The study conducted in this article employed the embedded strong discontinuities approach to explore permeability in naturally fractured reservoirs, focusing on the interplay between variable reservoir pressures and their consequences on rock porosity and permeability. From the hydromechanical simulations conducted, several important findings emerged, outlining both challenges and opportunities in modeling naturally fractured reservoirs. These findings are summarized in the following key conclusions:

• Application of the embedded strong discontinuities approach: Demonstrated effectiveness in determining the equivalent permeability in naturally fractured reservoirs, incorporating essential geomechanical effects.

• Importance of geomechanics in simulations of naturally fractured reservoirs: Pressure variations in reservoirs significantly influence fracture opening and the properties of the matrix rock, such as porosity and permeability.
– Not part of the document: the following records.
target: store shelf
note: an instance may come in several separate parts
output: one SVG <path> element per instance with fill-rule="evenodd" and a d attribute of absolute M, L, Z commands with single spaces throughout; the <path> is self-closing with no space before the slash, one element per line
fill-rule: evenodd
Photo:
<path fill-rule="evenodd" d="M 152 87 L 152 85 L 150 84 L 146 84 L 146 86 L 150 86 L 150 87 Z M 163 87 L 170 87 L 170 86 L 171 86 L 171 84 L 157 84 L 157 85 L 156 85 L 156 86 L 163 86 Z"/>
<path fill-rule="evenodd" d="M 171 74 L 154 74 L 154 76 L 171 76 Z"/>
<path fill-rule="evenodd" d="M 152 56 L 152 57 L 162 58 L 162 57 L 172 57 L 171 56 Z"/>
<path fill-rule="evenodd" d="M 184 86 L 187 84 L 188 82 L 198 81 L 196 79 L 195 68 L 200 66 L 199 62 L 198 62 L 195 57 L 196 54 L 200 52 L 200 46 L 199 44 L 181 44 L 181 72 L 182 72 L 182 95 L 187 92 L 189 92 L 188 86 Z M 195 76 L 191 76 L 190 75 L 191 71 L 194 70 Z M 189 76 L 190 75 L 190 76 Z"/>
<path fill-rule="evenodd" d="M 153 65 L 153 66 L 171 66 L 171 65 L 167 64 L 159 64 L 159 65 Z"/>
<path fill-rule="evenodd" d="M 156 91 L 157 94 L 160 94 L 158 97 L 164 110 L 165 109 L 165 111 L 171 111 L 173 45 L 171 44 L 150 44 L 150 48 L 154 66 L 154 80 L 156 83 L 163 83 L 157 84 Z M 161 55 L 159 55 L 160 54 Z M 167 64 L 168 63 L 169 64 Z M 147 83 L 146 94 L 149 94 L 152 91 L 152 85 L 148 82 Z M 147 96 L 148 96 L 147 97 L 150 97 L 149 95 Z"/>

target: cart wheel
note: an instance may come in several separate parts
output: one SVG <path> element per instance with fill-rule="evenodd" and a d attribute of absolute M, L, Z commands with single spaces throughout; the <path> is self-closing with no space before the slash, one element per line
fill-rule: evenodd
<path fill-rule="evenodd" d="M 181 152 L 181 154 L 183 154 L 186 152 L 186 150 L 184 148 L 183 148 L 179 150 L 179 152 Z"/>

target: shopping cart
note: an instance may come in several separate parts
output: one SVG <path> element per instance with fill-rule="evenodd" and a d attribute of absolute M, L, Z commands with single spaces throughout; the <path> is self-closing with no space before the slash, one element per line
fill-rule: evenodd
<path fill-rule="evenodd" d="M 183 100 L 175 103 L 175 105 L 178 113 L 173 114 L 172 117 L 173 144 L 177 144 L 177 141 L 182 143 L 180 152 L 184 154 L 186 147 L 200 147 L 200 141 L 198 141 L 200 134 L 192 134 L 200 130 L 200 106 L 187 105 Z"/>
• Discrepancies between numerical and analytical solutions: Overlooking geomechanical behavior leads to notable differences, highlighting the need for geomechanical updates for accurate permeability assessments.

• Preference for numerical modeling in naturally fractured reservoirs: It was observed that analytical approaches tend to overestimate the permeability of the fracture network, especially in situations where fractures are not well connected and do not fully cross the cell.

• Efficiency of the embedded strong discontinuities approach: Although not faster than analytical approaches, this technique proved efficient for numerical simulations in NFRs (Naturally Fractured Reservoirs), particularly in scenarios with high fracture intensity. It balances modeling complexity with computational time efficiency.

• Drastic reduction in the need for interface elements: This results in a more efficient computational model, facilitating simulations and assessment of various scenarios with different fracture frequencies and intensities.

• Perspectives for future research: It is essential to expand research to cover various scenarios, analyzing how the frequency and intensity of fractures affect permeability. This will help identify the most effective approaches for each specific context.